Step 2 - Remove progressively in the right order
Then remove each bolt one turn at a time so the cap comes off evenly and in a straight line against the forces acting against it. If one bolt is particularly stubborn then tighten the others up hard to take the load off it. Then try again and you'll probably find it comes out very easily. Similarly don't just remove each cap completely until one last end cap is trying to hold down both cams. Remove all caps together one turn at a time per bolt.

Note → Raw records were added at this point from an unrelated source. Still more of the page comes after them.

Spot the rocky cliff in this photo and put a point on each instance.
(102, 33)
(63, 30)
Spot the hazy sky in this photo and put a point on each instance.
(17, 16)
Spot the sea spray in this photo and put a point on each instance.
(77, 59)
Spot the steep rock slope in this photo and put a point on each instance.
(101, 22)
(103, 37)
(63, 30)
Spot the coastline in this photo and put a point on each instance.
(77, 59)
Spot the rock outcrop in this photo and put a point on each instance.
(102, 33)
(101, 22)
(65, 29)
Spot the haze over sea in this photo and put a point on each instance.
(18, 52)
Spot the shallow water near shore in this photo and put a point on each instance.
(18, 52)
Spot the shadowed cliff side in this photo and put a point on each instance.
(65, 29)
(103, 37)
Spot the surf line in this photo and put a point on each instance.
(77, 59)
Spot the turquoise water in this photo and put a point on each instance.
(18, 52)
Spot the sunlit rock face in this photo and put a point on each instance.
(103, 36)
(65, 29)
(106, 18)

Remove bolts from timing covers, cylinder heads etc in a diagonal pattern. Don't just work round the component in sequential order creating more and more uneven load on the remaining bolts. Refitting needs to be done the same way - progressively.
Shock It Loose
A good belt on the head of the fastener with a hammer and drift will shock the threads loose and reduce the holding torque by 50% or more. A handy tool to have in your box is a length of brass or bronze about 8" long and 3/4" in diameter. Place one end on the head of the bolt and give the other a few healthy belts with a claw hammer. If you can get direct access to the bolt then just hit it directly with the hammer but make damn sure there is nothing breakable close by like a fragile bit of aluminium casting standing proud or you stand a good chance of smashing that in the process. The drift helps you reach hidden bolts and is also soft enough so it won't damage the bolt head. Try undoing it again. If it still won't come out then hit it some more. It can take a while to persuade a bolt that it's in its own best interests to undo without you having to get really nasty.

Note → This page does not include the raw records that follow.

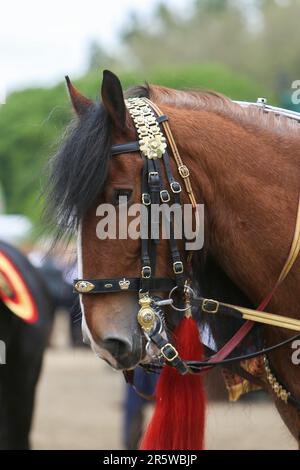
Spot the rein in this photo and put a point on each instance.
(154, 141)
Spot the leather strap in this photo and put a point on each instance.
(103, 286)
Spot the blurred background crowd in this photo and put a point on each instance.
(245, 49)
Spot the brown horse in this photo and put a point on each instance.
(244, 167)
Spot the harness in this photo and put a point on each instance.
(154, 142)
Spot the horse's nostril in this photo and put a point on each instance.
(117, 347)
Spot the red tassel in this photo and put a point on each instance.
(179, 414)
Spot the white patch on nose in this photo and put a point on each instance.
(87, 335)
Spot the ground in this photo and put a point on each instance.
(79, 406)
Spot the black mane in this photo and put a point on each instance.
(78, 174)
(79, 168)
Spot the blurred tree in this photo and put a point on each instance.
(256, 37)
(32, 121)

If the stuck item is a stud you can mash the end threads if you start belting it with a hammer. So first wind a nut on until the face of the nut is just proud of the end of the stud. Then belt the nut. Even better, wind two nuts on and tighten them against each other so you have double the length of thread engaged to hit against.
Turning Up The Heat
Belting a stuck fastener will free it 90% of the time. For the other 10% you need to get serious. Applying a camping Gaz burner or propane torch will heat up and expand the fastener and hopefully reduce the clamping force between the head of the fastener and the component. While the fastener is hot give it a few belts for good measure. Try undoing it again. Repeat. You need to be aware of what is in the vicinity of the fastener before you start melting everything in sight. If there are plastic components nearby, fuel lines, carpets, oil inside the component or anything else inflammable then don't.

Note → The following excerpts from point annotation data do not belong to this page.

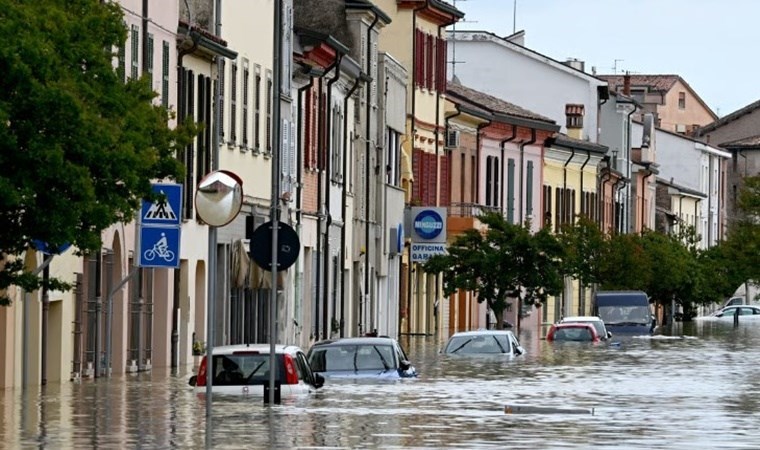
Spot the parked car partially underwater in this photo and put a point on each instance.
(244, 369)
(483, 342)
(597, 322)
(744, 312)
(361, 357)
(572, 332)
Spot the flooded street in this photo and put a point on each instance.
(692, 387)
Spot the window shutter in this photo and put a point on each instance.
(149, 62)
(135, 50)
(165, 74)
(233, 103)
(244, 126)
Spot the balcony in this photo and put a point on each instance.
(464, 216)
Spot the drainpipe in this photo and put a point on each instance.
(299, 177)
(413, 125)
(583, 166)
(614, 198)
(501, 147)
(321, 137)
(445, 135)
(626, 211)
(602, 191)
(477, 159)
(643, 199)
(363, 78)
(522, 170)
(328, 183)
(564, 180)
(367, 160)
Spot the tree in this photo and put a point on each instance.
(79, 147)
(501, 263)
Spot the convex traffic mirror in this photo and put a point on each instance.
(219, 198)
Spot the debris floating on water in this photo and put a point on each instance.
(521, 409)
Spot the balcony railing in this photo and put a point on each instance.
(470, 209)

Some people swear by it and others at it. Personally I've rarely used the stuff because I usually manage to remove fasteners with the other methods described here. If the threads are rusted solidly in place then the oil is not going to penetrate anyway. If there are gaps for it to get into then it might be of use. If time is not of the essence then by all means try it and let several applications of your chosen brew soak in over a day or two.